_       _                            _           _ _
| | __ _| |__   ___  _ __  _ __   ___| |__   ___ (_) |_ ___
| |/ _` | '_ \ / _ \| '_ \| '_ \ / _ \ '_ \ / _ \| | __/ _ \
| | (_| | |_) | (_) | | | | | | |  __/ |_) | (_) | | ||  __/
|_|\__,_|_.__/ \___/|_| |_|_| |_|\___|_.__/ \___/|_|\__\___|

Présentation du projet

Quel est le canal le plus utilisé par les chercheurs d'emploi pour rechercher un emploi ? ... Les offres d'emploi.

Quel est le canal le plus utilisé par les employeurs pour recruter ? ... Les candidatures spontanées.

Selon une enquête de l’INSEE, 7% des recrutements se font via des offres, contre 42% via des candidatures spontanées. Le « marché caché » (qui n’est pas matérialisé dans des offres) est donc la première source de recrutement en France !

La Bonne Boite (LBB) est un service lancé par Pôle emploi pour permettre aux chercheurs d’emploi de cibler plus efficacement leurs candidatures spontanées : l'utilisateur accède à la liste des entreprises à « haut potentiel d'embauche ». Le « potentiel d'embauche » est un indicateur exclusif inventé par Pôle emploi pour prédire le nombre de recrutements (CDI et CDD de plus de un mois) d’une entreprise donnée dans les 6 prochains mois.

En contactant des entreprises à « haut potentiel d'embauche », le chercheur d'emploi concentre ses efforts uniquement sur les entreprises qui sont le plus susceptibles de l'embaucher. La Bonne Boite lui permet ainsi de réduire drastiquement le nombre d'entreprises à contacter et d'être plus efficace dans sa recherche.

Le « potentiel d'embauche » est un indicateur basé sur une technique d'intelligence artificielle (apprentissage automatique ou "machine learning"), en l'occurence un algorithme de régression. Pour calculer un potentiel d’embauche, La Bonne Boite analyse des millions de recrutements de toutes les entreprises de France depuis plusieurs années.

La Bonne Boite a été déployée en France avec des premiers résultats encourageants, et est en cours de développement pour d'autres pays (Luxembourg).

La Bonne Boite c’est un site web mais aussi une API

La Bonne Boite, on en parle dans la presse

Project overview

A 2016 study by INSEE states that 7% of recruitments come from job offers, whereas 42% come from unsollicited applications. Thus the « hidden market » (not materialized in job offers) is the first source of recruitements in France!

La Bonne Boite (LBB) is a service launched by Pole Emploi (french national employment agency) to offer a new way for job seekers to look for a new job. Instead of searching for job offers, the job seeker can look directly for companies that have a high "hiring potential" and send them unsollicited applications.

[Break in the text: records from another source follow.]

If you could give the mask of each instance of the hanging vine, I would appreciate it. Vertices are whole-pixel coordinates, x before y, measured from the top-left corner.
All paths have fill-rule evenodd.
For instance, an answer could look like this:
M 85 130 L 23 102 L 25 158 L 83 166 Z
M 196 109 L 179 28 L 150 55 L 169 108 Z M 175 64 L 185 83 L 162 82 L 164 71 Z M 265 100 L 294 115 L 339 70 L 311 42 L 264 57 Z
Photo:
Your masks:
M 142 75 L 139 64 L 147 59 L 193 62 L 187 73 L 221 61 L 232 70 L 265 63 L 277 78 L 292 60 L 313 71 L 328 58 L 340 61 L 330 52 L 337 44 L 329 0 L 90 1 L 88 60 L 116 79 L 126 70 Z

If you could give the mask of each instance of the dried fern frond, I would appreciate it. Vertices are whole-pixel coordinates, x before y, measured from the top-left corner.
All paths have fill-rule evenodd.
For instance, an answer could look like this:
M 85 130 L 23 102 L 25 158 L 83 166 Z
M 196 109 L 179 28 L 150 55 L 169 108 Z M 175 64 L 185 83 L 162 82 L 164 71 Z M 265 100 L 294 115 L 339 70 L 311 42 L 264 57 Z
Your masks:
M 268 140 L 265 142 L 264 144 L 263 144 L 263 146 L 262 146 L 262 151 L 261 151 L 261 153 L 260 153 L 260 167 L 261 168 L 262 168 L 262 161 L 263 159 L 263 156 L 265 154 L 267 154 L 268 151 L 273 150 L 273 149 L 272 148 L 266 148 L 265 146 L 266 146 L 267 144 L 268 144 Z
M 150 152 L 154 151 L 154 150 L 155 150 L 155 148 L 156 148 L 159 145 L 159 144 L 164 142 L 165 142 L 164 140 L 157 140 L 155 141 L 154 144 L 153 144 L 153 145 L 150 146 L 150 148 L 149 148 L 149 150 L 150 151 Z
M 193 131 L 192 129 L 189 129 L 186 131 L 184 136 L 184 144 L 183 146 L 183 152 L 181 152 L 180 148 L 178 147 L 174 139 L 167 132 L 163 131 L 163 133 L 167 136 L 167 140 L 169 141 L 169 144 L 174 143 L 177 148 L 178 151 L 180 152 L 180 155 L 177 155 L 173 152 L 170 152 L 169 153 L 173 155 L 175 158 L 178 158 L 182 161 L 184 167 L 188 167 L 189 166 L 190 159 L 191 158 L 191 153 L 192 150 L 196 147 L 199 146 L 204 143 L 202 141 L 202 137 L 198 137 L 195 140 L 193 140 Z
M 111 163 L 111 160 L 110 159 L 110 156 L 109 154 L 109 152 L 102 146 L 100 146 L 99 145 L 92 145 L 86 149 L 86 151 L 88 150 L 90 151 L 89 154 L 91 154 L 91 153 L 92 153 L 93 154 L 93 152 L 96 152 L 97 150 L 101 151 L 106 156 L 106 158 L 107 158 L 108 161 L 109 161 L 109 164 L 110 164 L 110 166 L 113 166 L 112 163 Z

The "hiring potential" is an algorithm exclusivity created by Pole Emploi that estimates how many contracts a given company is likely to hire in the next 6 months.

By only contacting companies with a high "hiring potential", job seekers can focus their efforts only on companies that are likely to hire them. Instead of targeting every and any company that might potentially be interested by their profile, La Bonne Boite drastically reduces the number of companies a job seeker needs to have in mind when looking for a job.

The "hiring potential" is an indicator based on a machine learning model, in this case a regression. La Bonne Boite processes millions of recrutements of all french companies over years to compute this "hiring potential".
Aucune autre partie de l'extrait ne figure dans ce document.